Ecco perchè il governo iraniano ha impedito l’accesso a molti servizi online: blog oscurati, Facebook e Twitter inaccessibili, Friendfeed bloccato (come ha comunicato il suo fondatore Bret Taylor con tanto di grafico esplicativo che svela anche l’intenso uso che gli iraniani facevano del social network, ottimo per organizzare le informazioni in velocissimi thread).

Yes, Friendfeed is blocked in Iran. Right now the papers and TV channels here are controlled by the government and our access to satellite channels is blocked too. Friendfeed and Twitter are quite vital for us now. Our main source of exchanging information and news is Friendfeed. Via Friendfeed we let everyone know that where people need help and where to go and how to help them and what to be careful about… (un commento di Selma, utente iraniana, circa l’uso di Friendfeed)

Ed ecco perchè poche ore fa il governo statunitense ha chiesto a Twitter di rimandare i lavori di manutenzione sul server previsti in queste ore, per non togliere questo canale di comunicazione alla protesta.

Andrew Sullivan sta facendo opera meritoria di aggregazione e framing delle molteplici e polverizzate informazioni che arrivano, scremando e controllando i tweet provenienti da Tehran e dintorni in un post dal titolo evocativo: Livetweeting the revolution

Una censura telematica, quella delle autorità iraniane, che si somma alle altre segnalate nelle ultime ore, dall’istant messaging ai satelliti, dai giornali ai cellulari. Ma non è facile bloccare un web maturo come quello iraniano, dove il 70% della popolazione ha meno di 30 anni, ed è ai primi posti mondiali per numero dei blog attivi.

E’ una protesta globale e consapevole, giocata con tutte le opportunità digitali a disposizione: un movimento biunivoco che permette ai singoli testimoni oculari di raccontare in diretta al mondo ciò che accade, e al mondo di contribuire rilanciando le notizie e i contenuti multimediali, ma anche diffondendo stratagemmi per superare i blocchi governativi.
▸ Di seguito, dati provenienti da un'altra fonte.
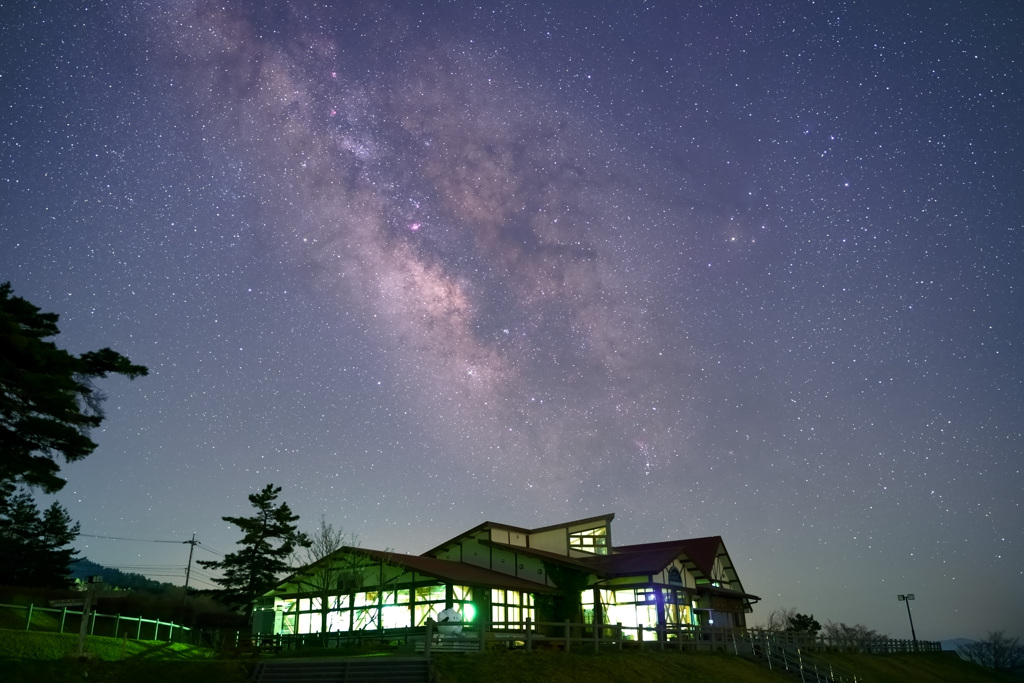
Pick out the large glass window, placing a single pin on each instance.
(510, 609)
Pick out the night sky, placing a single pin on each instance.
(738, 268)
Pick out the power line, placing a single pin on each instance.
(115, 538)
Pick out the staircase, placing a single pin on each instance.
(809, 669)
(363, 670)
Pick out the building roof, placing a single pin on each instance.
(519, 529)
(445, 570)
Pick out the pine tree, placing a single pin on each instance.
(269, 538)
(34, 547)
(48, 401)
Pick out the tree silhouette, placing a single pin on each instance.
(269, 538)
(48, 401)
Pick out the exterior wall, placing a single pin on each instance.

Come quello degli utenti di Twitter che da tutto il mondo cambiano il luogo di residenza, inserendo Tehran: «La polizia iraniana cerca di rintracciare le persone che usano twitter dall’Iran. In questo modo si rende la vita più difficile e si proteggono i veri utenti iraniani», spiega il ricercatore Fabio Giglietto.

* Vari i decaloghi e i consigli per azioni di protesta più o meno alla portata di chiunque, da dovunque sia connesso: Nancy Scola su Techpresident: Engaging in Iran, from Miles and Miles Away, cinque mosse per far qualcosa, anche se lontani mille miglia dagli hashtag alle icone verdi
* Cory Doctorow e la sua Cyberwar guide for Iran elections: cinque punti anche qui, per “partecipare costruttivamente alla protesta iraniana” (tradotto in italiano da Internazionale)

L’obiettivo dichiarato è non fare calare il silenzio sul movimento, che denuncia brogli elettorali. Ma il vero centro di gravità della protesta sono i nuovi media, che cercano la sponda di giornali e tv, ma per la prima volta quasi bastano a loro stessi sulla scena dell’opinione pubblica mondiale.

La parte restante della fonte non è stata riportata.